SaveState
pip install savestate
Documentation: https://mrthearman.github.io/savestate/
Source Code: https://github.com/MrThearMan/savestate/
Contributing: https://github.com/MrThearMan/savestate/blob/main/CONTRIBUTING.md
SaveState is a cross-platform fast file storage for arbitrary python objects. It's similar to python's builtin shelve module, but aims to be more performant on Windows while being cross-platform compatible.
Savestate is inspired by semidbm2, with a more modern interface. mapping-like functions, a context manager, and support for arbitrary python objects.
Implementation details
- Pure python
- No requirements or dependencies
- A dict-like interface (no unions)
- Same, single file on Windows and Linux (unlike shelve)

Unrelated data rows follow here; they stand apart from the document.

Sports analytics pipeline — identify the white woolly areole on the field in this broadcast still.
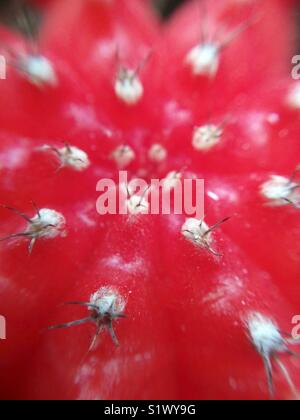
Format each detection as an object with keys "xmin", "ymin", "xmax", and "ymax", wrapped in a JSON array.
[
  {"xmin": 119, "ymin": 179, "xmax": 150, "ymax": 215},
  {"xmin": 186, "ymin": 43, "xmax": 219, "ymax": 77},
  {"xmin": 260, "ymin": 175, "xmax": 300, "ymax": 206},
  {"xmin": 162, "ymin": 170, "xmax": 182, "ymax": 191},
  {"xmin": 18, "ymin": 55, "xmax": 57, "ymax": 87},
  {"xmin": 193, "ymin": 124, "xmax": 222, "ymax": 151},
  {"xmin": 42, "ymin": 144, "xmax": 90, "ymax": 171},
  {"xmin": 148, "ymin": 144, "xmax": 167, "ymax": 163},
  {"xmin": 247, "ymin": 313, "xmax": 286, "ymax": 357},
  {"xmin": 126, "ymin": 194, "xmax": 149, "ymax": 215},
  {"xmin": 115, "ymin": 68, "xmax": 144, "ymax": 105},
  {"xmin": 90, "ymin": 287, "xmax": 126, "ymax": 317},
  {"xmin": 286, "ymin": 83, "xmax": 300, "ymax": 109},
  {"xmin": 28, "ymin": 209, "xmax": 66, "ymax": 239},
  {"xmin": 112, "ymin": 145, "xmax": 135, "ymax": 168},
  {"xmin": 181, "ymin": 217, "xmax": 212, "ymax": 247}
]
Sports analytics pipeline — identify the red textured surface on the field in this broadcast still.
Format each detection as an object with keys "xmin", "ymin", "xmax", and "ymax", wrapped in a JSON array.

- Key and value integrity can be evaluated with a checksum, which will detect data corruption on key access.
- Recovery from missing bytes at the end of the file, or small amounts of corrupted data in the middle
- Both values AND keys put in savestate must support pickling. Note the security implications of this!
- This means that you can use arbitrary objects as keys if they support pickle (unlike shelve)
- All the keys of the savestate are kept in memory, which limits the savestate size (not a problem for most applications)
- NOT Thread safe, so cannot be accessed by multiple processes
- File is append-only, so the more non-read operations you do, the more the file size is going to balloon
- However, you can compact the savestate, usually on savestate.close(), which will replace the savestate with a new file with only the current non-deleted data. This will impact performance a little, but not by much
Performance
- About 50-60% of the performance of shelve with gdbm (linux), but >5000% compared to shelve with dumbdbm (windows) (>20000% for deletes!)
- Performance is more favorable with large keys and values when compared to gdbm, but gdbm is still faster on subsequent reads/writes thanks to its caching
- A dbm-mode for about double the speed of regular mode, but only string-type keys and values
- This is about 25-30% of the performance of gdbm on its own.
- Note: Values will be returned in bytes form!
Source code includes a benchmark that you can run to get more accurate performance on your specific machine.